# URL Klasse: "Intelligente" URL Funktionen ?



## derToby (11. Jan 2007)

Hallo zusammen,

ich habe ein kleines, erstes Programm in der Welt der Java Netzwerkprogrammierung geschrieben, welches mir meine Webseite nach .html Links durchsucht. Dummerweise, bzw. weil üblich verwende ich eine relative Adressierung: BSP: "./xyz.html". Im Quellcode finde ich die Links ohne Probleme, die Probleme entstehen erst beim Aufruf der gefundenen Links. Denn "./xyz.html" ist kein vernünftiger Link. 

Gibt es z.b. in der URL Klasse Funktionen, die intelligent mit diesen Links umgehen können, d.h. sie erst sinnvoll zusammensetzt, um sie dann aufrufen zu können? Oder muss ich da was von Hand programmieren?

schönen Gruß

tobias


----------



## MatthiasKnorr (11. Jan 2007)

Du meinst eine URL Funktion die aus einem Quelltext errät wie der Anfang des Links ist? Öhm nööö, gibts nicht. 
Dein Programm allerdings weiß (sollte es zumindest) zu jeder Zeit wie die Basis aller Links auf der Seite ist. 
Diese Basis und der relative Link zusammen ergeben die komplette URL. 
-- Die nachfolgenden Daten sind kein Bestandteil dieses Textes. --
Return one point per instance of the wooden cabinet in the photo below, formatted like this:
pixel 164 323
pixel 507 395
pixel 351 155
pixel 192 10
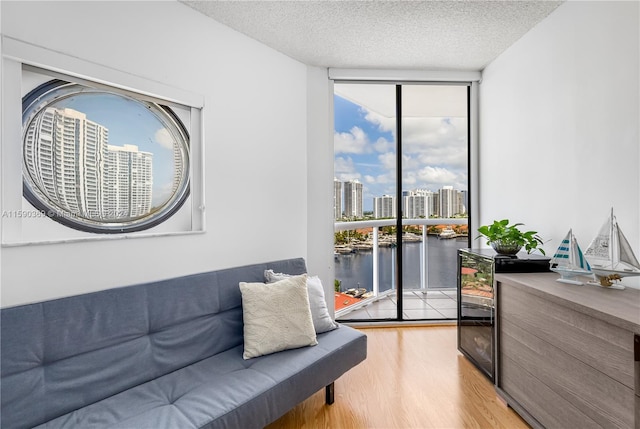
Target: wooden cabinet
pixel 566 354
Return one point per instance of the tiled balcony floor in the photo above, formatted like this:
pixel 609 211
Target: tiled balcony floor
pixel 417 305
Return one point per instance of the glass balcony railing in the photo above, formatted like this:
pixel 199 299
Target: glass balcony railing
pixel 365 267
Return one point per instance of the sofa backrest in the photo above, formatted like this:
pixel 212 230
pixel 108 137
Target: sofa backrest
pixel 61 355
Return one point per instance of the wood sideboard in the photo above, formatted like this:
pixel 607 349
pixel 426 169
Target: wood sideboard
pixel 568 356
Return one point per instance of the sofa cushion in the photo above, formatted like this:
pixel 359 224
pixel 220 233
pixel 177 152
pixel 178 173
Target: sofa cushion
pixel 276 316
pixel 322 321
pixel 61 355
pixel 226 391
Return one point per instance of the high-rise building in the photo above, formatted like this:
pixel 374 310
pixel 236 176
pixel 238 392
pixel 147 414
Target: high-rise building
pixel 419 203
pixel 384 207
pixel 337 199
pixel 353 199
pixel 69 159
pixel 450 202
pixel 127 182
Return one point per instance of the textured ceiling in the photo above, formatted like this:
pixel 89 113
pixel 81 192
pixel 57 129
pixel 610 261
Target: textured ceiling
pixel 433 35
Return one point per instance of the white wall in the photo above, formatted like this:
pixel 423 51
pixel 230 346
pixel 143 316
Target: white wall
pixel 320 179
pixel 559 115
pixel 255 143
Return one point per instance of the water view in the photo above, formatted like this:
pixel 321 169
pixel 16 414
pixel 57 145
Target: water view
pixel 355 270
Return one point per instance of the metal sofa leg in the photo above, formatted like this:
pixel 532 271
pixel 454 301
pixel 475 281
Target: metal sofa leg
pixel 328 394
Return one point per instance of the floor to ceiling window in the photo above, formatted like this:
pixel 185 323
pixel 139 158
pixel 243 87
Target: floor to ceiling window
pixel 400 198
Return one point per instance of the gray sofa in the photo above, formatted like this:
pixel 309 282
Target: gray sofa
pixel 165 354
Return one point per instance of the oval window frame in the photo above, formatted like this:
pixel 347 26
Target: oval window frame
pixel 52 91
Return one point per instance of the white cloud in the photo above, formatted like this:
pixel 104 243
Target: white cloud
pixel 384 123
pixel 383 145
pixel 344 169
pixel 164 139
pixel 436 175
pixel 355 141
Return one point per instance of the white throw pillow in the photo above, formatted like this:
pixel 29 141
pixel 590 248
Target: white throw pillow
pixel 276 316
pixel 322 321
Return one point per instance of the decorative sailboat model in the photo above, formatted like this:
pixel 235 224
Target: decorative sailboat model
pixel 569 261
pixel 611 256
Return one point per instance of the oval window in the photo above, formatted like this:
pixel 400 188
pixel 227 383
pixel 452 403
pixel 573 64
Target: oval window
pixel 102 161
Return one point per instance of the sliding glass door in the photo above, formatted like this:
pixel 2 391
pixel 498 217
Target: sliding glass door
pixel 400 199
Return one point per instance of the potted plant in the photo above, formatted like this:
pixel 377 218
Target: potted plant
pixel 508 239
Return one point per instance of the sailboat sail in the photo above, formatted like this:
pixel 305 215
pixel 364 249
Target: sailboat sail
pixel 626 253
pixel 611 253
pixel 569 260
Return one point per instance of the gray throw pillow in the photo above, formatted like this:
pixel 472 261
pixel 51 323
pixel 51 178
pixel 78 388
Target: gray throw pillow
pixel 322 321
pixel 276 316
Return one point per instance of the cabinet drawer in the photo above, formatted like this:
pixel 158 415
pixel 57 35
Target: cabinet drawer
pixel 598 397
pixel 594 342
pixel 549 408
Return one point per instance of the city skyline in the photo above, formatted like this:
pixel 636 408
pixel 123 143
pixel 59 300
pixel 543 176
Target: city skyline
pixel 446 202
pixel 71 162
pixel 434 147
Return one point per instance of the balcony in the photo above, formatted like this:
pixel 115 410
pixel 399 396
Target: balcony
pixel 365 268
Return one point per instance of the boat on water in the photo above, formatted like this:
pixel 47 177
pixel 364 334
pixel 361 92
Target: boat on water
pixel 611 256
pixel 569 261
pixel 447 233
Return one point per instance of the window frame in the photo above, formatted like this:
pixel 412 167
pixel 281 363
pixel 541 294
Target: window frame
pixel 23 224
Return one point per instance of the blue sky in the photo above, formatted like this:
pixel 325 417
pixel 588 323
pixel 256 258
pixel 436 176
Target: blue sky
pixel 130 122
pixel 434 148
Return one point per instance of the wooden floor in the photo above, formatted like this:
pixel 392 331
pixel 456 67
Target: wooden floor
pixel 413 377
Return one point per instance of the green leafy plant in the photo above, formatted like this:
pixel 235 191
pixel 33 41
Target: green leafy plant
pixel 500 234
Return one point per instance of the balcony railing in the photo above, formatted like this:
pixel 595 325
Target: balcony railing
pixel 376 241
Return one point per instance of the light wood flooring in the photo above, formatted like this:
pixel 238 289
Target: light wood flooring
pixel 413 377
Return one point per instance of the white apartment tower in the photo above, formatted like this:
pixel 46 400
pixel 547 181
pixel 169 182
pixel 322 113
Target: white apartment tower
pixel 127 182
pixel 68 158
pixel 337 199
pixel 384 207
pixel 353 199
pixel 450 202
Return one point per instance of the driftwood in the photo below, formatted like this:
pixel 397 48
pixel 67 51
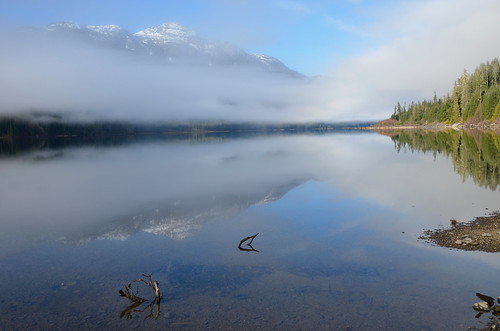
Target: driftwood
pixel 251 249
pixel 138 301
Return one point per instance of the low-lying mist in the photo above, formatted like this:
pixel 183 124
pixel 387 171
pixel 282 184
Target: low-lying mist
pixel 84 82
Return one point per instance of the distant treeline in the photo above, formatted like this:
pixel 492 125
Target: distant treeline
pixel 475 98
pixel 23 135
pixel 19 127
pixel 474 154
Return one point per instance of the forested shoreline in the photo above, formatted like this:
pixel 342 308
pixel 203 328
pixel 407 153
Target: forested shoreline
pixel 474 154
pixel 475 100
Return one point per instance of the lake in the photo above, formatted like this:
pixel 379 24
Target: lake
pixel 338 217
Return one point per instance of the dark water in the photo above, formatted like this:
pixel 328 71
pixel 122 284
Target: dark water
pixel 338 217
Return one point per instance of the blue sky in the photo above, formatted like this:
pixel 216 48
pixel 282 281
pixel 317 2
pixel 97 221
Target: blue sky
pixel 369 53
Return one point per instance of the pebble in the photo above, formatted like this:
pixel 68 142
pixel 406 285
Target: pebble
pixel 482 306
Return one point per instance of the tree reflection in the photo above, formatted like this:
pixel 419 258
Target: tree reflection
pixel 474 153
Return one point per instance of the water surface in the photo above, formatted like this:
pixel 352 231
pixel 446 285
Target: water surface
pixel 338 217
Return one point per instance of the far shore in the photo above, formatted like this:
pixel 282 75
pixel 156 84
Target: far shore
pixel 393 125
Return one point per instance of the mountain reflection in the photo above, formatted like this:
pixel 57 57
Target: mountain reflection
pixel 179 218
pixel 475 154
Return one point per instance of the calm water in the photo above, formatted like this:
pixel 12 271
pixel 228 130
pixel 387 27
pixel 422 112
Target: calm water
pixel 338 217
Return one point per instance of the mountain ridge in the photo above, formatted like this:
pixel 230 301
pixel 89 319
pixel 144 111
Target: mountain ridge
pixel 171 43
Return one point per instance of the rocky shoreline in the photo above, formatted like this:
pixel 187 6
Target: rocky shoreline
pixel 482 234
pixel 394 125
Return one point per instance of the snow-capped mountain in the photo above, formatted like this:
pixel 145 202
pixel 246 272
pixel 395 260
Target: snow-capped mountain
pixel 169 43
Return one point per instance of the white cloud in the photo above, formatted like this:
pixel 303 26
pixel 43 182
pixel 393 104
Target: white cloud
pixel 86 83
pixel 425 47
pixel 296 6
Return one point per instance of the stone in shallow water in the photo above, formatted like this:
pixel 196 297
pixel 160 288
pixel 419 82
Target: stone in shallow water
pixel 481 306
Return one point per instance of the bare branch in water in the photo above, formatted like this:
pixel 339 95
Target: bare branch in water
pixel 138 301
pixel 251 249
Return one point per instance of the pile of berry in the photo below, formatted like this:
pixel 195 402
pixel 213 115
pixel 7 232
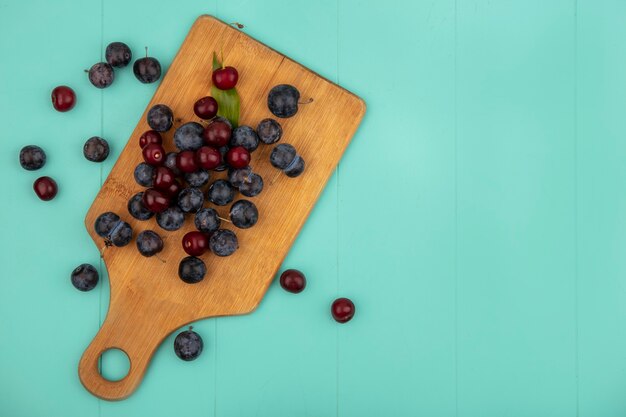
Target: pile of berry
pixel 175 181
pixel 101 75
pixel 178 184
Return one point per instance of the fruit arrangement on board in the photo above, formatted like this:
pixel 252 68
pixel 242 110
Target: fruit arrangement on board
pixel 179 186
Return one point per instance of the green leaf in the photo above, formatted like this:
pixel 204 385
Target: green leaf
pixel 227 100
pixel 227 104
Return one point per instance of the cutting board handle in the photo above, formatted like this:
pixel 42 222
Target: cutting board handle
pixel 135 339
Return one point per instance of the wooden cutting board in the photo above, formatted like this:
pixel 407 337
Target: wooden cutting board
pixel 148 300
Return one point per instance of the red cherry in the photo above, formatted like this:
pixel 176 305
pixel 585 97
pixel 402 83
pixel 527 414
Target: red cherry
pixel 342 310
pixel 63 98
pixel 216 134
pixel 155 200
pixel 163 178
pixel 238 157
pixel 186 161
pixel 151 136
pixel 225 78
pixel 195 243
pixel 205 108
pixel 173 190
pixel 208 157
pixel 293 281
pixel 45 188
pixel 153 154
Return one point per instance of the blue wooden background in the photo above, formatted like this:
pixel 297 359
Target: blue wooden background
pixel 477 220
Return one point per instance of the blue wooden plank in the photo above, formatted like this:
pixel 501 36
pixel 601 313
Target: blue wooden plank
pixel 601 204
pixel 45 323
pixel 515 173
pixel 396 210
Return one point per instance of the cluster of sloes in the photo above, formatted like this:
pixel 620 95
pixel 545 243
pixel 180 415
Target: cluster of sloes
pixel 118 55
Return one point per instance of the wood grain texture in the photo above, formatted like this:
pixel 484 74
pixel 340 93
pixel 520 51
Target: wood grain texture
pixel 148 300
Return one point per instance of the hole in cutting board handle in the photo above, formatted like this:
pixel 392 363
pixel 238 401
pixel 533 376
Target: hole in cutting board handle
pixel 114 364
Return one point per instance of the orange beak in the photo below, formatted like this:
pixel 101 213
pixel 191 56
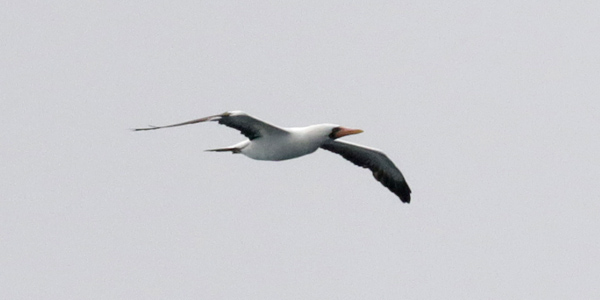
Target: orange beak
pixel 346 131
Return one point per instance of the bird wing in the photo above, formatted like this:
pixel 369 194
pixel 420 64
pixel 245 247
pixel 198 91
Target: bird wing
pixel 382 167
pixel 249 126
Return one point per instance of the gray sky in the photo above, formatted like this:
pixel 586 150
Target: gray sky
pixel 491 111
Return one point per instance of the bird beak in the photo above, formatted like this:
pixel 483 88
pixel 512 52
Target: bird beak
pixel 346 131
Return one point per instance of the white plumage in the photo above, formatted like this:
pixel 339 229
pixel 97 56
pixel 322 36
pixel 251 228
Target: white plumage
pixel 269 142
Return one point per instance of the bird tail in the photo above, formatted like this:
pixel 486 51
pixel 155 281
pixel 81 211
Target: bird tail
pixel 232 149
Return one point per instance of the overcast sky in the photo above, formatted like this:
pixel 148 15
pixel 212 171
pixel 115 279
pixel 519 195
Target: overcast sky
pixel 491 109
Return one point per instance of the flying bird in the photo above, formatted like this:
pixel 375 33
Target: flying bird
pixel 270 142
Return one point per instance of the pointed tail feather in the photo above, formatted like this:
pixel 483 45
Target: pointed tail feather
pixel 232 149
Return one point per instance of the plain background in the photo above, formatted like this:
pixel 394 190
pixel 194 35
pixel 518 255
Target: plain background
pixel 490 108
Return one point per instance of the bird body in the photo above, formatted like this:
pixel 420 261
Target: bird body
pixel 269 142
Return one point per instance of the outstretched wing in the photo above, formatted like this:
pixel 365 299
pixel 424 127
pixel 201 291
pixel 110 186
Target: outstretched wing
pixel 382 167
pixel 249 126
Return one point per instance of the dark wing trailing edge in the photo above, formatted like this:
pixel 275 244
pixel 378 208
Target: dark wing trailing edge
pixel 249 126
pixel 382 167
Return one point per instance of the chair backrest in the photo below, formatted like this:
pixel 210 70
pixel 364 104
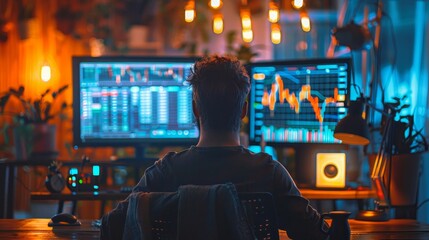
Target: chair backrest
pixel 259 210
pixel 261 214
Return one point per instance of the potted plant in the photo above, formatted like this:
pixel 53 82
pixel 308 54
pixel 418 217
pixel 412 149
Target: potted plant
pixel 33 134
pixel 407 145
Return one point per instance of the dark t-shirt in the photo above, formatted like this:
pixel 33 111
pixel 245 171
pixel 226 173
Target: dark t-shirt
pixel 248 171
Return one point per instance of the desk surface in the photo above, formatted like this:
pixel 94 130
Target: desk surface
pixel 38 229
pixel 314 194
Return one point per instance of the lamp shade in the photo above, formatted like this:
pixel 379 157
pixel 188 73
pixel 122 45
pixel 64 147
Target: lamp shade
pixel 353 129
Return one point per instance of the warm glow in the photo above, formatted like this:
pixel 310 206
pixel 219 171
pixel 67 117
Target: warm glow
pixel 45 73
pixel 273 13
pixel 218 24
pixel 215 4
pixel 298 3
pixel 247 35
pixel 305 23
pixel 246 22
pixel 276 35
pixel 190 11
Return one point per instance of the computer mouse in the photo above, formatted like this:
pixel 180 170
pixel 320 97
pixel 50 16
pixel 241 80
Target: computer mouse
pixel 64 219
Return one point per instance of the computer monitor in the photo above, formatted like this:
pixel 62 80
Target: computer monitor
pixel 132 101
pixel 299 101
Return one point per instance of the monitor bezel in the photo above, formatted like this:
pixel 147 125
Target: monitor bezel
pixel 120 142
pixel 347 60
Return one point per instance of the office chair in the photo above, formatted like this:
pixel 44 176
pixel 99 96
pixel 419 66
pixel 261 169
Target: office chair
pixel 259 210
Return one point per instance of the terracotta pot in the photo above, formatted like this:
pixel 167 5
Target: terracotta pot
pixel 404 178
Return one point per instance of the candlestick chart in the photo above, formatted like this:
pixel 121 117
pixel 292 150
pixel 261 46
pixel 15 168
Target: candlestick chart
pixel 298 103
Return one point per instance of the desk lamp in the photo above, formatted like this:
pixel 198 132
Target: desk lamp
pixel 353 130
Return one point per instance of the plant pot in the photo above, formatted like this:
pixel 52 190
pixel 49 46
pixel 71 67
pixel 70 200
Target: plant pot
pixel 404 178
pixel 35 141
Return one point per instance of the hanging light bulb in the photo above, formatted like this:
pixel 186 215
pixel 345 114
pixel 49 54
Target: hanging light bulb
pixel 190 11
pixel 305 22
pixel 218 23
pixel 273 13
pixel 45 72
pixel 246 22
pixel 276 34
pixel 298 3
pixel 247 35
pixel 215 4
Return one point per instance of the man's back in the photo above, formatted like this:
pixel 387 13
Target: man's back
pixel 249 172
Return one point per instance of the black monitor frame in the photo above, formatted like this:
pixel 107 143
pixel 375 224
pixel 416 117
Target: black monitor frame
pixel 311 61
pixel 113 142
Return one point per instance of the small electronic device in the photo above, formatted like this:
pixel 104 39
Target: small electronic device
pixel 64 219
pixel 55 182
pixel 330 170
pixel 84 181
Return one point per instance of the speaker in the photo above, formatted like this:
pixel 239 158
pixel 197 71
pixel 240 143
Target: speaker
pixel 330 170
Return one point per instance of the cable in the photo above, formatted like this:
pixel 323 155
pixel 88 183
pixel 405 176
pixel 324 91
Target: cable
pixel 395 46
pixel 422 203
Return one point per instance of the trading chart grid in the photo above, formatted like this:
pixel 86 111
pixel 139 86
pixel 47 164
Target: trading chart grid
pixel 129 100
pixel 298 102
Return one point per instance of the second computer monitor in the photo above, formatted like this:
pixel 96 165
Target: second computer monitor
pixel 298 101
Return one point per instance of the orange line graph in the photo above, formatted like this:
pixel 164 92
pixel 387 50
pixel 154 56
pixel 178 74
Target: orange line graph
pixel 269 99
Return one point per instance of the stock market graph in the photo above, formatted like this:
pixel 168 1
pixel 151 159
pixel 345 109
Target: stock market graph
pixel 135 100
pixel 298 102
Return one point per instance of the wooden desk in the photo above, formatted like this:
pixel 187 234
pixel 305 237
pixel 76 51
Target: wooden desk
pixel 38 229
pixel 346 194
pixel 313 194
pixel 8 169
pixel 102 196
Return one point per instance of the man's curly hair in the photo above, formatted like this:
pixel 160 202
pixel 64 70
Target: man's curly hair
pixel 220 87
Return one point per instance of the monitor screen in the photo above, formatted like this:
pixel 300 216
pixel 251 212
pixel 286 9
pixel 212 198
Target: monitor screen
pixel 132 101
pixel 298 101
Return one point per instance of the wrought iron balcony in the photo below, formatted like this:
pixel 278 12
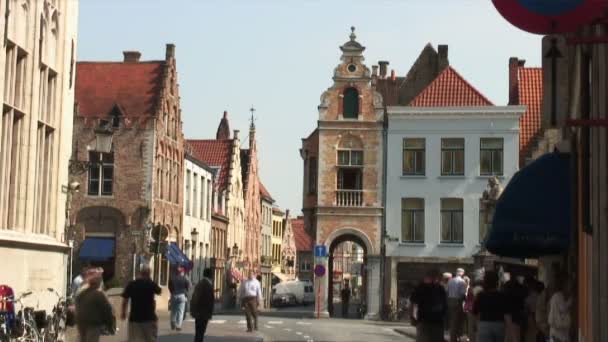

Also, per Hand zusammenfrickeln.

Grüße,
Matthias


----------



## derToby@gast (12. Jan 2007)

OK, das habe ich befürchtet.   :wink: 
Muss dann erst den Link auswerten,  z.b. wieviele Unterordner davor die Datei liegt und dann neu zusammensetzen..


----------



## Roar (12. Jan 2007)

oder du benutzt einfach den entsprechenden konstruktor von URL


----------



## Gast (13. Jan 2007)

Bitte erkläre das genauer, kann dir leider nicht ganz folgen... THX


----------